Anlatmakla bitmiyor, öyle değil mi? Devam ediyoruz…
Halkın zihnini yüzyıllarca esir alan,
akıl ve bilimden uzak tekke ve zaviyeler fikir merkeziyken, kanunla kapatıldı,
yerine enstitüler, yüksekokullar, akademiler, Ankara Devlet Konservatuarı ve
İstanbul Üniversitesi açıldı. Alman zulmünden kaçan öğretim görevlilerinin Türkiye’ye gelmesi sağlandı ve yurt
dışına eğitime gönderilen bine yakın gencin ülkeye dönmesiyle Türkiye Cumhuriyeti 15 yılda bilimin dünyadaki
çekim merkezi haline geldi.
Cumhuriyet’ten önce kadın, insan olarak dahi görülmüyordu.
Saray mensupları, çevresi ve yabancı azınlıklar daha fazla hak ve üstünlüğe
sahipti. İşgal altındaki Anadolu’da can ve mal güvenliği yoktu.
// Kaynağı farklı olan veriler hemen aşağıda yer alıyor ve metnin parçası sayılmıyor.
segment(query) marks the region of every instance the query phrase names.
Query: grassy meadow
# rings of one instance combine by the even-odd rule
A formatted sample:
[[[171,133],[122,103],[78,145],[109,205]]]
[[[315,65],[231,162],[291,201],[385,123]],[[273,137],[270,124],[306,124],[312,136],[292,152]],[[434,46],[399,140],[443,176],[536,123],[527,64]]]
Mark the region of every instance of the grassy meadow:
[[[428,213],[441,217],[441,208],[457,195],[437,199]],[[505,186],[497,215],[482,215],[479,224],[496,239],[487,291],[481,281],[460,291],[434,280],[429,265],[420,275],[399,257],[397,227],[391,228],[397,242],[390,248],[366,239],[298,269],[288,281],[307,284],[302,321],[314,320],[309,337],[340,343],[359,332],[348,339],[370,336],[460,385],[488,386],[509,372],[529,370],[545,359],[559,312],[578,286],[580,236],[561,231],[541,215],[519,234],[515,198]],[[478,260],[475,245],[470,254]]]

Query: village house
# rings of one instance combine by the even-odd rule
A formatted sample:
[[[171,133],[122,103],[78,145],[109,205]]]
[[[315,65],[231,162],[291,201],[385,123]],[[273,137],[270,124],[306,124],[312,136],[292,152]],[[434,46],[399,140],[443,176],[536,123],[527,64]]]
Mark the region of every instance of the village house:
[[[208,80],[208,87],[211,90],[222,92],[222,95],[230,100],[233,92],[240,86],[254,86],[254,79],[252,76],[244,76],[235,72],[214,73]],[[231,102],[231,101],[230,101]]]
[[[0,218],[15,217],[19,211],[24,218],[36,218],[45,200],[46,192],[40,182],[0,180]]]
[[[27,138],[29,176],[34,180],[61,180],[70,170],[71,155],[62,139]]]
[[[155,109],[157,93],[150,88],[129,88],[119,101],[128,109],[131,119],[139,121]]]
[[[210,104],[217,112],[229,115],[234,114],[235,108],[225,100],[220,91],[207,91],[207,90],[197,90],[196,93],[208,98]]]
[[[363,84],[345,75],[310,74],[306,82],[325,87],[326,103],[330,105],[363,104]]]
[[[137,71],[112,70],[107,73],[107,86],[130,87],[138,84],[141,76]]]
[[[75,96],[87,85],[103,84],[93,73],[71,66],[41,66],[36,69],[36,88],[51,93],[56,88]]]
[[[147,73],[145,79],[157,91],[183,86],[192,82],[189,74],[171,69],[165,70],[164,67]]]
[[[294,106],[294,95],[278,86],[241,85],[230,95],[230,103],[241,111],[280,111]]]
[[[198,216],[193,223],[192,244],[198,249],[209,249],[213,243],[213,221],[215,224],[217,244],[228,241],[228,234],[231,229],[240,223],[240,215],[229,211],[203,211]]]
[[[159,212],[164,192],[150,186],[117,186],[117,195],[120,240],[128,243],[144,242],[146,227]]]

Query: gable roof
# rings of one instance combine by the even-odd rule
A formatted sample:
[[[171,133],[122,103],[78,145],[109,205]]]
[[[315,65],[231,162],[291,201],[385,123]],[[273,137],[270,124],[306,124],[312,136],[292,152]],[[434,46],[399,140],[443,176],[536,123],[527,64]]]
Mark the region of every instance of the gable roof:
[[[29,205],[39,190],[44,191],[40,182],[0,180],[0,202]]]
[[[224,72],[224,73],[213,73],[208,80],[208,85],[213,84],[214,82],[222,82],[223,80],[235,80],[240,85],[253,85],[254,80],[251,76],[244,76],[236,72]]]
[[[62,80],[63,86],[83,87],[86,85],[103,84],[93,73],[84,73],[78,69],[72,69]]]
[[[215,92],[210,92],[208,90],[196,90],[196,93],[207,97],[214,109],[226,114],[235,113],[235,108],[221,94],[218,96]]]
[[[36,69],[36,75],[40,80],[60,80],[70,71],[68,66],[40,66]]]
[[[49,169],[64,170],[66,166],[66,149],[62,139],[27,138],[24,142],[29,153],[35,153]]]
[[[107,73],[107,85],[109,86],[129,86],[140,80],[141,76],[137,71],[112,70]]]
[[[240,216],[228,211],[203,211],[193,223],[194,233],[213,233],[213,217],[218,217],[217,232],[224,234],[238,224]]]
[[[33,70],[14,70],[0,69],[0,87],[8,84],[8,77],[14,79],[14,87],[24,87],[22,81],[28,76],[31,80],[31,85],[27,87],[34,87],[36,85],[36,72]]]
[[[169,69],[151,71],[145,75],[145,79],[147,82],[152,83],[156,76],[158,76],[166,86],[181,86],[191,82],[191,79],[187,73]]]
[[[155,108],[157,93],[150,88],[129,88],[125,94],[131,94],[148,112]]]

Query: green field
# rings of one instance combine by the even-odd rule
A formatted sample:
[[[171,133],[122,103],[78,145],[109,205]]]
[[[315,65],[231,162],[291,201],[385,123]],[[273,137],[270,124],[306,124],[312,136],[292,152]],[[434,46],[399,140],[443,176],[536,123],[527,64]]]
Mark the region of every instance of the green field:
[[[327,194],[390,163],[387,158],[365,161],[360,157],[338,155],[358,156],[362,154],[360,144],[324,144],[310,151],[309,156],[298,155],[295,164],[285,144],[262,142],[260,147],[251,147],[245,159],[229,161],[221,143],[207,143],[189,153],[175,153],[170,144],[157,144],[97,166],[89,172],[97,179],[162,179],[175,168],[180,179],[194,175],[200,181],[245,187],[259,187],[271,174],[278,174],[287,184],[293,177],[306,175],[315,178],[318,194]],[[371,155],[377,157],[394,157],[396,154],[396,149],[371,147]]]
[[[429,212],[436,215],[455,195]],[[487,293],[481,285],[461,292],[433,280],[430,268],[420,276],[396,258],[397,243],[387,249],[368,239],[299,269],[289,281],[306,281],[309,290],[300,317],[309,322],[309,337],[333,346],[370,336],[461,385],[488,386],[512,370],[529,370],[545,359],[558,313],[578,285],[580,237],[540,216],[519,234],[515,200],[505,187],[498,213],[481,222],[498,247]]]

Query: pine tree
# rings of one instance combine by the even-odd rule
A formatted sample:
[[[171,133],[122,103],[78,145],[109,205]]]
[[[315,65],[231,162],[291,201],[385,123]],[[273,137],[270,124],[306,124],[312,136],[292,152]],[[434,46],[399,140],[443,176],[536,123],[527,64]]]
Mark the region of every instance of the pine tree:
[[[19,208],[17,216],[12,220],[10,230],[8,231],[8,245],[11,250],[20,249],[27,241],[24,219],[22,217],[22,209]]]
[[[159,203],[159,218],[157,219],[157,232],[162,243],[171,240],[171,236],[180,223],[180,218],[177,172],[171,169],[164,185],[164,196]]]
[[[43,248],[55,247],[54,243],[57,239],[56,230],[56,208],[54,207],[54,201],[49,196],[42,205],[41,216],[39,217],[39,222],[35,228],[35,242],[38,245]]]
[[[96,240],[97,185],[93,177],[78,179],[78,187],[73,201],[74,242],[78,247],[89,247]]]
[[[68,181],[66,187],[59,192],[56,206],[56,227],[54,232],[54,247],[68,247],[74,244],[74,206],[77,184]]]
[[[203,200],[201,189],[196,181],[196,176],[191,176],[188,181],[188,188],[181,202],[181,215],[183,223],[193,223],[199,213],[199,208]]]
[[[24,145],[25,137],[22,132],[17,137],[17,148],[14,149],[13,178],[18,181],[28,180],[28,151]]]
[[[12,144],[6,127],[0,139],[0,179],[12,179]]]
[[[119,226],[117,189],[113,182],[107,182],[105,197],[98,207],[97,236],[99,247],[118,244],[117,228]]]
Doğudaki
aşiret, bey, ağa ve şeyh düzeni insanlıkla bağdaşmıyordu. İlk Anayasa ve Medeni
Kanunla her Türk vatandaşı temel hak
ve özgürlüklerine kavuştu. Kadınlara seçme ve seçilme hakkı verildi. Haremle
özdeşleşen Osmanlı kadını, 15 yılda dünyanın imrenerek baktığı Türk kadınına dönüştü ve Türkiye Cumhuriyeti insan hakları
açısından döneminde dünyada örnek bir ülke haline geldi.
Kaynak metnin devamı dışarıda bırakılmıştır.